Wednesday, July 14, 2021

On approving projects and investment asks

Recently, while speaking with Jim, we started talking about some of the investment asks that came to him over his career. He broke his explanation down in two parts.  

One, any technology company has to experiment with ideas.  Not all will succeed, but till you don't invest in some, you won't really get innovative new directions.  He said 'investors often asked me about our wasted spends on areas that didn't pan out.  and I always responded, show me a company whose investments and experiments pan out exactly as they outlined.  it doesn't work that way.'  He repeated his older phrase again: you have to light some sparks to ignite some fires.

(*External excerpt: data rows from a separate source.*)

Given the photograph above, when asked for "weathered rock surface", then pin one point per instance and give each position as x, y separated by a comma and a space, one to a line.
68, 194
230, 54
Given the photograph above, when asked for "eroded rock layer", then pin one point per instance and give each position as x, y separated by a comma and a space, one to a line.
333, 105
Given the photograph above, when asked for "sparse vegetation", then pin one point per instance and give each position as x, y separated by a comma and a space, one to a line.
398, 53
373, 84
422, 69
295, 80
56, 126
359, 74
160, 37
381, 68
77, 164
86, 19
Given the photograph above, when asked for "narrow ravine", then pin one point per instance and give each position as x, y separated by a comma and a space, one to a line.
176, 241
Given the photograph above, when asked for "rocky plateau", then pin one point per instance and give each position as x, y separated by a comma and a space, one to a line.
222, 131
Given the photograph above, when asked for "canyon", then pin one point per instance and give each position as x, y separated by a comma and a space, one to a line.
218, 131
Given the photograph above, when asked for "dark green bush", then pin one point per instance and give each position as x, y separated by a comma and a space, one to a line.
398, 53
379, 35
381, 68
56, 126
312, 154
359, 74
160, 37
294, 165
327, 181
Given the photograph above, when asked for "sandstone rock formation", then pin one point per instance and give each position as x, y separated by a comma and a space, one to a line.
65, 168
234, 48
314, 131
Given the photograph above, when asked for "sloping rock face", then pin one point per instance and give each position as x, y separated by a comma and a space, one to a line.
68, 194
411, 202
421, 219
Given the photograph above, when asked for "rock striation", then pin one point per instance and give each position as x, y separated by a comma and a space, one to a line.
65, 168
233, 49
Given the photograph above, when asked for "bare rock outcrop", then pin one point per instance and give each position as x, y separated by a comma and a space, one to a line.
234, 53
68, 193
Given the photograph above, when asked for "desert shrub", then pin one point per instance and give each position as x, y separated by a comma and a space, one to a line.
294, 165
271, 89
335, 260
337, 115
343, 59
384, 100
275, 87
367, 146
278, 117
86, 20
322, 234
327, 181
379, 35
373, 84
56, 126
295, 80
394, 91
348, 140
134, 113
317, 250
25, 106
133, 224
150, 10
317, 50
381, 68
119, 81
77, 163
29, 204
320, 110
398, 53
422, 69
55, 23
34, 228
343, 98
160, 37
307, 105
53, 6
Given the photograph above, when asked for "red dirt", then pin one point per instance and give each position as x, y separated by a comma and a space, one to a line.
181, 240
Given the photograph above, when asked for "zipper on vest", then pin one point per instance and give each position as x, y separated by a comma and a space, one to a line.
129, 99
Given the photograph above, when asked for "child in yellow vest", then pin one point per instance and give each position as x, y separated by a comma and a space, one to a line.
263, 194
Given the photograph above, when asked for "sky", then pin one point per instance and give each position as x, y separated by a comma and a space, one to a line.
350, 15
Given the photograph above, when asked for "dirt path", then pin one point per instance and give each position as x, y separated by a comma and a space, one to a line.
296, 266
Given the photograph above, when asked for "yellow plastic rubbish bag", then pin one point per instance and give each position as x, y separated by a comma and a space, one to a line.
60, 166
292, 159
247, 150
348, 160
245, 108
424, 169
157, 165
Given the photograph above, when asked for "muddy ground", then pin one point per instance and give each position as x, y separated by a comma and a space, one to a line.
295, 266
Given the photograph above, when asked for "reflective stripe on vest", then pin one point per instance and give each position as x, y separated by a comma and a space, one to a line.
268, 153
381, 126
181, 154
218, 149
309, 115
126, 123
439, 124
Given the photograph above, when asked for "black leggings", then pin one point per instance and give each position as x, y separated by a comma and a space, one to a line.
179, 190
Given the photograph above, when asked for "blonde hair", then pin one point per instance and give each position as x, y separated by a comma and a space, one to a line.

Two, if the investment ask is modest, I am generally ok.  When I prodded some more, he outlined his mental model.

He said, typically, I look at four things:

1) is the idea interesting?  As finance professionals we obviously can't know (and don't need to know) all the technicalities and specifics.  But does the idea seem interesting, and with some chance of success?  we need to ask appropriate questions for that understanding.

2) is the return compelling?  this is more straight forward and based on some math model.

3) is the investment modest?  this is important.  You obviously can't run several experiments.  So you evaluate tradeoffs and assess how much incremental investment is needed.  As long as it is few engineers, and some ancillary expenses such as marketing, gtm, etc., to assess the success possibility, you should let it happen.

4) will this idea distract the leader from the core business?  this is the most critical criteria.  Experiments have to happen.  but unless your job is to experiment, the focus needs to be on the core business.  

In larger companies, there is more latitude to get distracted from the core business.  But in smaller companies like yours, building the core business becomes even more important.  If the experiment distracts the leader from core business, then it is probably required to hire someone else to handle the project under the leader.